The two companies revealed that they are now working together to provide an AI-focused server that runs models—not trains them—using Qualcomm’s Cloud AI 100 Ultra AI inferencing chips and Ampere’s CPUs.
Ampere, like all other chip makers, wants to cash in on the AI wave. Though it can use the Arm IP to add some of these features to its chips, the company’s focus has always been on quick and power-efficient server processors, so it’s not really a core skill. Ampere chose to collaborate with Qualcomm Arm.
Arm CTO Jeff Wittich said, “The idea here is that while I’ll show you some great performance for Ampere CPUs running AI inferencing on just the CPUs, if you want to scale out to even bigger models—multi-100 billion parameter models, for instance—just like all the other workloads, AI isn’t one size fits all. We’ve been working with Qualcomm on this solution, combining our super efficient Ampere CPUs to do a lot of the general purpose tasks that you’re running in conjunction with inferencing, and then using their really efficient cards, we’ve got a server-level solution.”

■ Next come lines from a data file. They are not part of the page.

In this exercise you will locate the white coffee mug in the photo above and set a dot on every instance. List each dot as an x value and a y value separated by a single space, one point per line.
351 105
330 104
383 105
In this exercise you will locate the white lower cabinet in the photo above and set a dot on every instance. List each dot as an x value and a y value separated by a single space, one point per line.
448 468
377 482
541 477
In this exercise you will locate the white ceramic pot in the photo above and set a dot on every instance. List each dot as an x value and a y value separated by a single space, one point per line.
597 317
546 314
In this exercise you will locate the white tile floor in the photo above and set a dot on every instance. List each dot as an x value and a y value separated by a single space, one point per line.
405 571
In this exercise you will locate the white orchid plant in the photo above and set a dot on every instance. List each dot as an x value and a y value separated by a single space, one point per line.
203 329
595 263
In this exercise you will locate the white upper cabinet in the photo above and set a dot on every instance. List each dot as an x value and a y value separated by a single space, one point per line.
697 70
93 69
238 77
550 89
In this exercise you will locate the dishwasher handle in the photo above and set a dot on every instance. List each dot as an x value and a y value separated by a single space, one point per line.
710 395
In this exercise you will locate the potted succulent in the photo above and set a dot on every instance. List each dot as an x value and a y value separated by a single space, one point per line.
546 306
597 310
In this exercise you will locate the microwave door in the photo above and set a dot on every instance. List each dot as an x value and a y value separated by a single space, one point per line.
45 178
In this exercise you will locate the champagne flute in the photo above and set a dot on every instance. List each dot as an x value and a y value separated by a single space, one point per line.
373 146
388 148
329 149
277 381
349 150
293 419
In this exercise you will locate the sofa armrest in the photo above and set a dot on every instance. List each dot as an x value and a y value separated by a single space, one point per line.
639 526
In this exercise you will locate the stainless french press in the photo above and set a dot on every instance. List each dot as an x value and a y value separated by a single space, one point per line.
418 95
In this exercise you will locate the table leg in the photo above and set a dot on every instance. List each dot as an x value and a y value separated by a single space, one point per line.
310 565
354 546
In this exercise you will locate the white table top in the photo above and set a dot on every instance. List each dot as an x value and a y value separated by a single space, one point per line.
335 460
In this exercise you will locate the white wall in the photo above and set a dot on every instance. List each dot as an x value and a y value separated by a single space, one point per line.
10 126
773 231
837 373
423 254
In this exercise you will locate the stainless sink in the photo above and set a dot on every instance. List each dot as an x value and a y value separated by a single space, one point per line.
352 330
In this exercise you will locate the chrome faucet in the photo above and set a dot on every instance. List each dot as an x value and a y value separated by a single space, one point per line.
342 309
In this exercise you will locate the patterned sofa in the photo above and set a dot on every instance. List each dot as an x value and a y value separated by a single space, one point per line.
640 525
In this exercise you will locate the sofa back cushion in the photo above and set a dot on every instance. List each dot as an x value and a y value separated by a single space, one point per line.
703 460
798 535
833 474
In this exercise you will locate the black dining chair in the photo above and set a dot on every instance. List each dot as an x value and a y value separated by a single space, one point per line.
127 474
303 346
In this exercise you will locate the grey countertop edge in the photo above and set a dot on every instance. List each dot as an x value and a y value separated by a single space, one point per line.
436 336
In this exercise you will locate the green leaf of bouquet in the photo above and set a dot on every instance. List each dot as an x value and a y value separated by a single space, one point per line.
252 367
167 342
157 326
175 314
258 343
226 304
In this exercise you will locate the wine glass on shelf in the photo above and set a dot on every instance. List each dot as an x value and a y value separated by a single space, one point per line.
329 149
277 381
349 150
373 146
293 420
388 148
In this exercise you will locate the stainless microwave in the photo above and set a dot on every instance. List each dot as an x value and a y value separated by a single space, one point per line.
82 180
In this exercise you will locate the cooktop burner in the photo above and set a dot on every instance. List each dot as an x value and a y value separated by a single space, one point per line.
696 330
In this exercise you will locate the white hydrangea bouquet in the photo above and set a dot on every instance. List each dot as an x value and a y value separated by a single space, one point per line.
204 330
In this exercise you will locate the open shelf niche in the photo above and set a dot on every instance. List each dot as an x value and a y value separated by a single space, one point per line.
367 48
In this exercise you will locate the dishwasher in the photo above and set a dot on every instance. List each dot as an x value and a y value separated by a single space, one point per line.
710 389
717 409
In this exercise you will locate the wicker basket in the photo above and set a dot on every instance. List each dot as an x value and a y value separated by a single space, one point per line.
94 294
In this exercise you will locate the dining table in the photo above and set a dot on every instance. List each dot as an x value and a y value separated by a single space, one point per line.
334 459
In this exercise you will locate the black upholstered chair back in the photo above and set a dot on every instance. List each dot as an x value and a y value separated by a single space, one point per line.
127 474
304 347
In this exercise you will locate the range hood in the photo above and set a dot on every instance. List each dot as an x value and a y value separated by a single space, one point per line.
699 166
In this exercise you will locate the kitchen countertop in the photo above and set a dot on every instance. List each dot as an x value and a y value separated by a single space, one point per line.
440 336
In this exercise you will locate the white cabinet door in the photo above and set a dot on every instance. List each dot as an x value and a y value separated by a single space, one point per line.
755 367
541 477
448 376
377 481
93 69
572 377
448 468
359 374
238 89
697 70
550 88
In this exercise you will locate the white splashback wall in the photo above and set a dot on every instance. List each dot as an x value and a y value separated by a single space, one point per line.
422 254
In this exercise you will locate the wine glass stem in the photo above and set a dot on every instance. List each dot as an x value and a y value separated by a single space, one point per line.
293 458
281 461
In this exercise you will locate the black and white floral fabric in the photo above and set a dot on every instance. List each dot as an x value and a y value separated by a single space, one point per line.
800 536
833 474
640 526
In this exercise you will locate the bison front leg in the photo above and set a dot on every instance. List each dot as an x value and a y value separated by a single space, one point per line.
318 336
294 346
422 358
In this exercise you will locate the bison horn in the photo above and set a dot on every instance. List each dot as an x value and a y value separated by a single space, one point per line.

Ampere has included Qualcomm’s cooperation in its annual roadmap update. The new AmpereOne chip, with 256 cores and a current 3nm manufacturing process, is a component of that strategy. Although it believes the new chips are ready at the fab and should launch later in 2024, as the chips are not yet widely accessible in the market.
In addition to the extra cores, the 12-channel DDR5 RAM in the new generation of AmpereOne chips is what sets them apart and enables Ampere’s data center clients to better customize their users’ memory access based on their requirements.